I read a study recently that said bachelor’s kitchens, I think specifically the counters, were much cleaner than a homemaker’s. That pound for pound, bacteria was the clear winner in the women’s homes. Ok, I can believe that. I’ve watched How Clean Is Your House. The all-women households are always the most disgusting. But the article went to state that the women’s places were “clean” homes, and the bachelor’s were just, well, a guy’s house. So the study conductors concluded that cleaning causes bacteria. Scrubbing something down just moves germs around, helping them multiply. And since the men didn’t wipe things around, they had less pathogens.

Blink, blink.

Um, what about the fact that very little cooking or eating goes on in a “guy’s” kitchen? I mean honestly, take a house with mom, dad, and four kids, and compare the home-cooked (or at least home-opened) food consumption to a unmarried man’s home. I think that has a lot more to do with multiplying bacteria than a bleach scrub-down does.

Then I read a study that said, gasp, making your bed will give it mold and dust mites! Because if you make your bed right after you hop out of it, the moisture will not dry out. But never making it is more conducive to evaporation, because the sheets are not pulled tight.

Again, blink, blink.

Yes, and if you ball up a wet towel and throw it in your car trunk for a week it will mildew. Hell-o! We all know to throw the covers back after we get out of bed so it will air, do we not? We also all change our sheets once a week, correct? Well, perhaps not all of us. But the point is the answer to mold and mites is not to skip making the bed. It’s just good housekeeping and common sense, you dorks.

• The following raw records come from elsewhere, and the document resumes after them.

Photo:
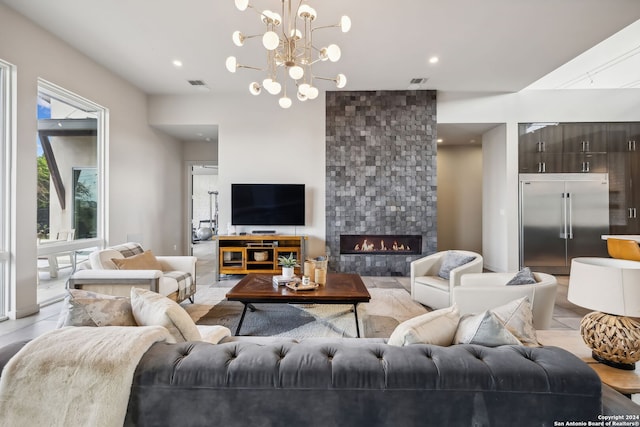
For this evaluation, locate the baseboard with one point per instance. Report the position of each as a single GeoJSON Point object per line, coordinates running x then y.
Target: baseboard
{"type": "Point", "coordinates": [24, 312]}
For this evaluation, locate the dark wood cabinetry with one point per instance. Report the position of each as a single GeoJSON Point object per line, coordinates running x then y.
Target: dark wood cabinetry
{"type": "Point", "coordinates": [624, 178]}
{"type": "Point", "coordinates": [563, 148]}
{"type": "Point", "coordinates": [612, 148]}
{"type": "Point", "coordinates": [540, 148]}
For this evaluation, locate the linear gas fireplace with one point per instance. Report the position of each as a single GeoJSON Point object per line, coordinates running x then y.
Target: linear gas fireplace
{"type": "Point", "coordinates": [380, 244]}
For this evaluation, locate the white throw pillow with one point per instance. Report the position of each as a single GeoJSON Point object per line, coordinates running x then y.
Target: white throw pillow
{"type": "Point", "coordinates": [436, 327]}
{"type": "Point", "coordinates": [517, 317]}
{"type": "Point", "coordinates": [483, 329]}
{"type": "Point", "coordinates": [153, 309]}
{"type": "Point", "coordinates": [101, 260]}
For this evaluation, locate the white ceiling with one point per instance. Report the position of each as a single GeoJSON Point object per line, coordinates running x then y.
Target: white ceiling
{"type": "Point", "coordinates": [489, 45]}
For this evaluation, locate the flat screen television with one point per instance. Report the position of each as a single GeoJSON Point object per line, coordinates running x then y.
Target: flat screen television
{"type": "Point", "coordinates": [267, 204]}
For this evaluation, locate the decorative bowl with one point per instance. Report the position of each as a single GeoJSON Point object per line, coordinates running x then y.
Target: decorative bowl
{"type": "Point", "coordinates": [261, 256]}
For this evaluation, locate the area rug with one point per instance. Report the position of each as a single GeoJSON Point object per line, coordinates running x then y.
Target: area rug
{"type": "Point", "coordinates": [377, 318]}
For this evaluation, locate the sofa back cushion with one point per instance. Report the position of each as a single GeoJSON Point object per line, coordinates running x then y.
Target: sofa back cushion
{"type": "Point", "coordinates": [101, 260]}
{"type": "Point", "coordinates": [143, 261]}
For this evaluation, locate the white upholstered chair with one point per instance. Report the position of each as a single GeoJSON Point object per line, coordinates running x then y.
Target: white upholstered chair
{"type": "Point", "coordinates": [484, 291]}
{"type": "Point", "coordinates": [432, 290]}
{"type": "Point", "coordinates": [176, 279]}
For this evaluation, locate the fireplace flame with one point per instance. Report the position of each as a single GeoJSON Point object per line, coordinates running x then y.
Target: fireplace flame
{"type": "Point", "coordinates": [365, 246]}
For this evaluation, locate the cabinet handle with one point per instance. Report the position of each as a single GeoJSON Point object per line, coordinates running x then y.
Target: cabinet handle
{"type": "Point", "coordinates": [542, 167]}
{"type": "Point", "coordinates": [541, 147]}
{"type": "Point", "coordinates": [585, 167]}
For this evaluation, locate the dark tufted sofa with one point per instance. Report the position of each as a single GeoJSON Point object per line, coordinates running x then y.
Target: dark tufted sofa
{"type": "Point", "coordinates": [351, 382]}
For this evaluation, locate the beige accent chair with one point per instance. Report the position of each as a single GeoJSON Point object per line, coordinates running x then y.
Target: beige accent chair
{"type": "Point", "coordinates": [432, 290]}
{"type": "Point", "coordinates": [176, 280]}
{"type": "Point", "coordinates": [484, 291]}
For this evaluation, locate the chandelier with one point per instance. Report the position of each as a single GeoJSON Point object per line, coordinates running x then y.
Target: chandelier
{"type": "Point", "coordinates": [288, 39]}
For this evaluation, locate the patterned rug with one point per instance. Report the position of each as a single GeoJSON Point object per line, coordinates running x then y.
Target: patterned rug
{"type": "Point", "coordinates": [378, 318]}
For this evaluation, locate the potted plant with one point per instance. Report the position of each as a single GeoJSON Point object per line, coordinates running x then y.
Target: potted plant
{"type": "Point", "coordinates": [288, 263]}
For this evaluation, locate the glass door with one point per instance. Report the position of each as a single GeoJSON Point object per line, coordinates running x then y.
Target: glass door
{"type": "Point", "coordinates": [70, 158]}
{"type": "Point", "coordinates": [203, 214]}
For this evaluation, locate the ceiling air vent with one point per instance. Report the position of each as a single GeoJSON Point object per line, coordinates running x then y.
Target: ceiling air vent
{"type": "Point", "coordinates": [418, 83]}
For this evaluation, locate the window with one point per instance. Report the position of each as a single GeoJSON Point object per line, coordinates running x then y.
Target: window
{"type": "Point", "coordinates": [6, 98]}
{"type": "Point", "coordinates": [71, 184]}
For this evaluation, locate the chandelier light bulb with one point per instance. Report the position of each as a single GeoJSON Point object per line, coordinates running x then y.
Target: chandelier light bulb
{"type": "Point", "coordinates": [269, 17]}
{"type": "Point", "coordinates": [313, 92]}
{"type": "Point", "coordinates": [255, 88]}
{"type": "Point", "coordinates": [304, 88]}
{"type": "Point", "coordinates": [307, 12]}
{"type": "Point", "coordinates": [232, 64]}
{"type": "Point", "coordinates": [242, 5]}
{"type": "Point", "coordinates": [285, 102]}
{"type": "Point", "coordinates": [238, 38]}
{"type": "Point", "coordinates": [296, 72]}
{"type": "Point", "coordinates": [271, 86]}
{"type": "Point", "coordinates": [276, 88]}
{"type": "Point", "coordinates": [288, 39]}
{"type": "Point", "coordinates": [345, 23]}
{"type": "Point", "coordinates": [270, 40]}
{"type": "Point", "coordinates": [333, 52]}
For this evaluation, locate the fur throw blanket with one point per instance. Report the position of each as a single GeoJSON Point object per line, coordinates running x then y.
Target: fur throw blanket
{"type": "Point", "coordinates": [74, 376]}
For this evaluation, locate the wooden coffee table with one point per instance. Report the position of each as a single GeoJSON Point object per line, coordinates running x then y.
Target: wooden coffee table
{"type": "Point", "coordinates": [341, 288]}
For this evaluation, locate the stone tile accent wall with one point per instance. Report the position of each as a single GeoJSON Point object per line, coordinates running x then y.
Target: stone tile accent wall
{"type": "Point", "coordinates": [381, 174]}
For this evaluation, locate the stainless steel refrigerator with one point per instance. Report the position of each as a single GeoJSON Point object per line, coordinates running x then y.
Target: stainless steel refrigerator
{"type": "Point", "coordinates": [562, 216]}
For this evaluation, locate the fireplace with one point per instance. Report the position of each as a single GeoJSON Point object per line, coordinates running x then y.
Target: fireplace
{"type": "Point", "coordinates": [368, 244]}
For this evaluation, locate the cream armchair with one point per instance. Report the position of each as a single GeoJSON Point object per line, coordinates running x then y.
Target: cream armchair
{"type": "Point", "coordinates": [479, 292]}
{"type": "Point", "coordinates": [432, 290]}
{"type": "Point", "coordinates": [176, 279]}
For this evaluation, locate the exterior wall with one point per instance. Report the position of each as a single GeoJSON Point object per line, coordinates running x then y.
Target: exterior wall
{"type": "Point", "coordinates": [380, 174]}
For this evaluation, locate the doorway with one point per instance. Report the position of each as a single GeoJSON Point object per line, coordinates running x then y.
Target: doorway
{"type": "Point", "coordinates": [203, 223]}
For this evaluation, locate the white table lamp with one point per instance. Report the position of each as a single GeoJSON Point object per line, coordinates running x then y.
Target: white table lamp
{"type": "Point", "coordinates": [612, 288]}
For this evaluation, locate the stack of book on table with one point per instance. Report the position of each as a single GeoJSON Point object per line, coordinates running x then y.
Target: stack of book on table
{"type": "Point", "coordinates": [282, 281]}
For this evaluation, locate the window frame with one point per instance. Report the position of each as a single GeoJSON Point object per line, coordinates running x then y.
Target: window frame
{"type": "Point", "coordinates": [102, 116]}
{"type": "Point", "coordinates": [7, 138]}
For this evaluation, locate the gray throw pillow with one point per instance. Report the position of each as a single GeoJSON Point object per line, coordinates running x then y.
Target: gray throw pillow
{"type": "Point", "coordinates": [453, 259]}
{"type": "Point", "coordinates": [86, 308]}
{"type": "Point", "coordinates": [483, 329]}
{"type": "Point", "coordinates": [522, 277]}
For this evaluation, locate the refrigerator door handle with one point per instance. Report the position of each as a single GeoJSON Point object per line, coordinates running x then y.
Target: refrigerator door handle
{"type": "Point", "coordinates": [563, 231]}
{"type": "Point", "coordinates": [570, 236]}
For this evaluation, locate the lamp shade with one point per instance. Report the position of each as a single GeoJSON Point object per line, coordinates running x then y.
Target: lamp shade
{"type": "Point", "coordinates": [605, 284]}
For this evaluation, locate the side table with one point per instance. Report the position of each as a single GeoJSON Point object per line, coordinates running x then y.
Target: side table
{"type": "Point", "coordinates": [626, 382]}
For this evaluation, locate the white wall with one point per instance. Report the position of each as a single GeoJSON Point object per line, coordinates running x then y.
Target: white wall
{"type": "Point", "coordinates": [260, 142]}
{"type": "Point", "coordinates": [460, 197]}
{"type": "Point", "coordinates": [145, 166]}
{"type": "Point", "coordinates": [528, 106]}
{"type": "Point", "coordinates": [494, 203]}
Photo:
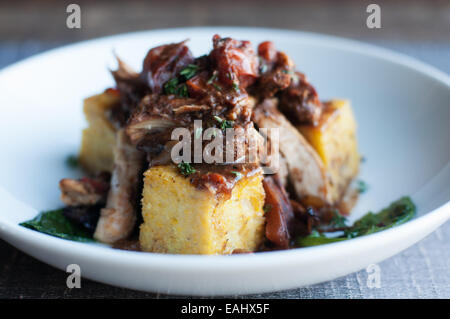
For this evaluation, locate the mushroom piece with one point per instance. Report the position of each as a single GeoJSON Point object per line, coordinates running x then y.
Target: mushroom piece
{"type": "Point", "coordinates": [306, 170]}
{"type": "Point", "coordinates": [118, 218]}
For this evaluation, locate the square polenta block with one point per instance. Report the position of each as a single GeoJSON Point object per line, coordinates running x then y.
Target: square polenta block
{"type": "Point", "coordinates": [182, 219]}
{"type": "Point", "coordinates": [334, 139]}
{"type": "Point", "coordinates": [98, 139]}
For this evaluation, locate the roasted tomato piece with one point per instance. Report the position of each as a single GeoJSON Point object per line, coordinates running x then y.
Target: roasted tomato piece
{"type": "Point", "coordinates": [235, 60]}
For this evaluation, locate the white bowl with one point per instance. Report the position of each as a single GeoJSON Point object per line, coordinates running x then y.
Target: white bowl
{"type": "Point", "coordinates": [402, 107]}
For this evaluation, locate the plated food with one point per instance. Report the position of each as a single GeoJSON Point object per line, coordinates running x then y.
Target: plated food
{"type": "Point", "coordinates": [290, 179]}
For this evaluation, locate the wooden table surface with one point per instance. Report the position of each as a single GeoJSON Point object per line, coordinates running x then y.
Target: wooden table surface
{"type": "Point", "coordinates": [418, 28]}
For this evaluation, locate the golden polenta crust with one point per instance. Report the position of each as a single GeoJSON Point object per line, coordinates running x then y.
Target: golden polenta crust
{"type": "Point", "coordinates": [98, 140]}
{"type": "Point", "coordinates": [334, 139]}
{"type": "Point", "coordinates": [182, 219]}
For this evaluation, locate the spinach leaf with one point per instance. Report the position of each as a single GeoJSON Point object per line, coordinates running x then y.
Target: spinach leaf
{"type": "Point", "coordinates": [316, 239]}
{"type": "Point", "coordinates": [397, 213]}
{"type": "Point", "coordinates": [56, 224]}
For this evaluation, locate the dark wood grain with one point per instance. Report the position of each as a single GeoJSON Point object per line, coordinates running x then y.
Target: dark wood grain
{"type": "Point", "coordinates": [408, 20]}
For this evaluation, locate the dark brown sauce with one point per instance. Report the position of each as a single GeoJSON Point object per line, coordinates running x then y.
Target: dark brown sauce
{"type": "Point", "coordinates": [128, 244]}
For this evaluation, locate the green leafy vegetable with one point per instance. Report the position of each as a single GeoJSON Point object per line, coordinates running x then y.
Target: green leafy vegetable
{"type": "Point", "coordinates": [397, 213]}
{"type": "Point", "coordinates": [54, 223]}
{"type": "Point", "coordinates": [186, 169]}
{"type": "Point", "coordinates": [362, 187]}
{"type": "Point", "coordinates": [189, 71]}
{"type": "Point", "coordinates": [338, 220]}
{"type": "Point", "coordinates": [309, 241]}
{"type": "Point", "coordinates": [237, 174]}
{"type": "Point", "coordinates": [72, 161]}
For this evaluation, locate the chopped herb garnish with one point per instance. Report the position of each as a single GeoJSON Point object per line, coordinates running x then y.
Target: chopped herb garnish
{"type": "Point", "coordinates": [338, 220]}
{"type": "Point", "coordinates": [171, 86]}
{"type": "Point", "coordinates": [397, 213]}
{"type": "Point", "coordinates": [56, 224]}
{"type": "Point", "coordinates": [189, 71]}
{"type": "Point", "coordinates": [186, 169]}
{"type": "Point", "coordinates": [72, 161]}
{"type": "Point", "coordinates": [224, 124]}
{"type": "Point", "coordinates": [362, 187]}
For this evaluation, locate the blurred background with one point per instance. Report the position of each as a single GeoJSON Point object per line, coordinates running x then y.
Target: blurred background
{"type": "Point", "coordinates": [410, 26]}
{"type": "Point", "coordinates": [418, 28]}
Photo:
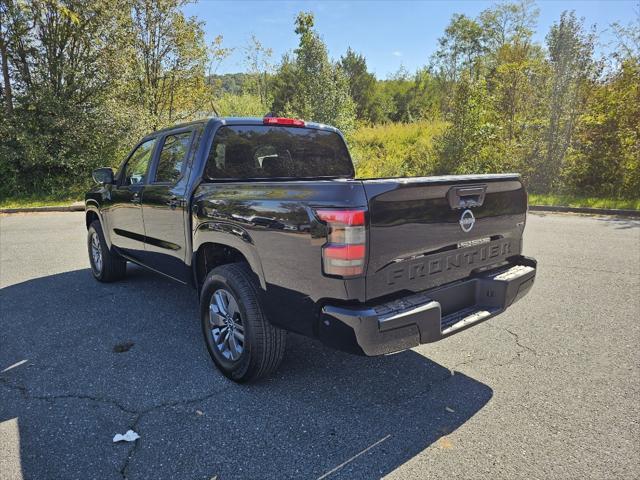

A long time ago I read a fascinating story about an ancient document that is in code. No one has ever been able to deciper it. Scientists have run tests, scholars have studied it, cryptographers have beaten their heads against it. And then this guy comes along, and says, “What if it’s a fake? A really old fake, but fake nonetheless? What if it’s not a great mystery, but a fraud?”

And these people, these so intelliegent people, these wonderful, hardworking, smart people, had never once thought of that.

Lesson of the day?

Let’s all try and see past the end of our nose, folks.